Hongkonger Milliardenprojekt Science-Fiction-Brücke für die Fabrik der Welt

Es wäre viel mehr als nur eine schnöde Brücke: Ein 30 Kilometer langer Milliardenbau, teils über, teils unter Wasser, soll Hongkong mit seiner Nachbarstadt Macau verbinden. So könnte eine wichtige Wirtschaftsregion noch mächtiger werden - wenn die hochfliegenden Träume der Macher aufgehen.

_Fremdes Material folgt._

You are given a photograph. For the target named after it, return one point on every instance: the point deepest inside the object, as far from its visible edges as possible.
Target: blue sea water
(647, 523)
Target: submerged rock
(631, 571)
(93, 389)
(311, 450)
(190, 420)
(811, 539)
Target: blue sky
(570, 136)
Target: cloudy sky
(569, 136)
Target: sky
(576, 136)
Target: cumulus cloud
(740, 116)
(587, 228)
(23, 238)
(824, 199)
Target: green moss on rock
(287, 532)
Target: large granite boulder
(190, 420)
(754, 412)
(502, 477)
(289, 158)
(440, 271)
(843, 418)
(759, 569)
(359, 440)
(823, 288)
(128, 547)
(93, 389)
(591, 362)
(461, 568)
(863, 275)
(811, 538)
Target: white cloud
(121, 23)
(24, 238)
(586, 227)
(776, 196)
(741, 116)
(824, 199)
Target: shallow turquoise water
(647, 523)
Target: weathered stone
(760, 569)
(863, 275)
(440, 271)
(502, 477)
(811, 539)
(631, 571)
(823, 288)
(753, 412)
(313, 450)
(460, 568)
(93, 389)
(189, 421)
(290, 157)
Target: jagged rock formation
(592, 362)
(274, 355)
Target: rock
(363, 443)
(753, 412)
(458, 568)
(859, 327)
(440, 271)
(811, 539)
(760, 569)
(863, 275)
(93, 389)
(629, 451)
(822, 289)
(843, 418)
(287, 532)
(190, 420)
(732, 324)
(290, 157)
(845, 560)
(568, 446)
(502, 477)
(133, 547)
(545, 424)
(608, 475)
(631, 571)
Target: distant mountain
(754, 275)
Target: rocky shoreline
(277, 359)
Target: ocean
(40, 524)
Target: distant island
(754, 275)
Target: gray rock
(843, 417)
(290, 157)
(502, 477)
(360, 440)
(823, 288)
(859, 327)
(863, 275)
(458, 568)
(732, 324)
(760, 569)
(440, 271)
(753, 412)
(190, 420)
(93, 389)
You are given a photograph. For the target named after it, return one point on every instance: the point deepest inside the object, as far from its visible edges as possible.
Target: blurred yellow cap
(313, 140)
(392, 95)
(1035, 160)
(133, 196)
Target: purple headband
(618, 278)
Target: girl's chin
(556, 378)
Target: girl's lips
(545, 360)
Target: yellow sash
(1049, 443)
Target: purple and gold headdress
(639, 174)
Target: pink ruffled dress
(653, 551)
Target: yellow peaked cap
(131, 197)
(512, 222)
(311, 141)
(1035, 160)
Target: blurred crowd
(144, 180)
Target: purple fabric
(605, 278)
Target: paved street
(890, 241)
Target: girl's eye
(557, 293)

Hongkong - Jahrelang hat er davon geträumt, jetzt soll es Wirklichkeit werden: Seit Jahrzehnten hat Sir Gordon Wu Lobbyarbeit für ein Mega-Projekt betrieben, das immer wieder am Gezerre um die Finanzierung und Realisierbarkeit zu scheitern drohte. Jetzt aber hat der Milliardär und Chef des Hongkonger Immobilien- und Infrastrukturanbieters Hopewell sein Ziel erreicht: Über das Mündungsdelta des Perlfluss wird eine Brücke gebaut, eine 29,6 Kilometer lange Verbindung von der zu Hongkong gehörenden Insel Lantau bis zur ehemals portugiesischen Kolonie Macau. Geschätzte Kosten: 60 Milliarden Hongkong-Dollar.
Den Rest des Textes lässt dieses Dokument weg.